The department found that the overpayment was caused by the company’s “erroneous tax calculations.” Customers should each receive $65.37 in credits over the next 12 months.

New York American Water overpaid taxes in the Sea Cliff district by $2.3 million over the past four years and its customers are due $65.37 each in credits over the next 12 months, the state Department of Public Service has recommended.

In an interim report released Monday following an investigation, the department found that the company’s “erroneous tax calculations” caused the $2.3 million overpayment. The department found that, in total, customers overpaid by $281,421,

In addition to recommending credits to customers on future bills, the department is also calculating that customers will see a tax-related reduction of $2.4 million on future bills.

In a prepared statement, New York American Water president Carmen Tierno noted the company brought the error to the state’s attention in December.

He said the company “remains unconditionally committed to protecting our customers from any impact of this tax over-assessment,” will “thoroughly review the staff’s report and we look forward to resolving this issue.”

The move comes as New York American Water last week served a lawsuit filed in state court on Jan. 31 against Nassau County, Oyster Bay Town and the North Shore Central School district, among others, charging that its property taxes were erroneous and “illegal” starting in 2014. The company charged the miscalculation was the result of failure to properly revalue the Glenwood Landing power plant after it was demolished. LIPA’s tax payments on the property that year decreased to around $16 million from $23 million.

The department’s findings come as customers in the area who saw water bills more than double last year explore options for taking over the privately owned water system as a municipally run entity, or merging it with Jericho’s public water system. Any such option would require a series of approvals, including the Public Service Commisssion.

The Department of Public Service, which is the administrative arm of the PSC, said it continues to pursue a second phase of its investigation, which focuses on determining how the miscalculation happened.
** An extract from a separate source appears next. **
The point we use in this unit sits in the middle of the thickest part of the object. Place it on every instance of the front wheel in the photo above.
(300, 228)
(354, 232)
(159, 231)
It’s due by the end of June.

After discovery of the errors last year, the water company on Jan. 1 reduced two property tax surcharges for Sea Cliff district customers totaling $1.8 million based on an “initial calculation.”

It’s unclear if the continuing DPS investigation will examine how the agency’s own auditors did not detect the miscalculation, but in a statement the agency said its staff “continues to investigate how the company initially made the mistake, why it allowed errors to persist for so long without being corrected, and why did the company fail to notify staff and the commission about the errors.”

CORRECTION: A $2.3 million tax overpayment by New York American Water over four years resulted in overcharges to customers in the Sea Cliff district of $281,421, according to the Public Service Commission. The amount customers overpaid was misstated in a previous version of this story.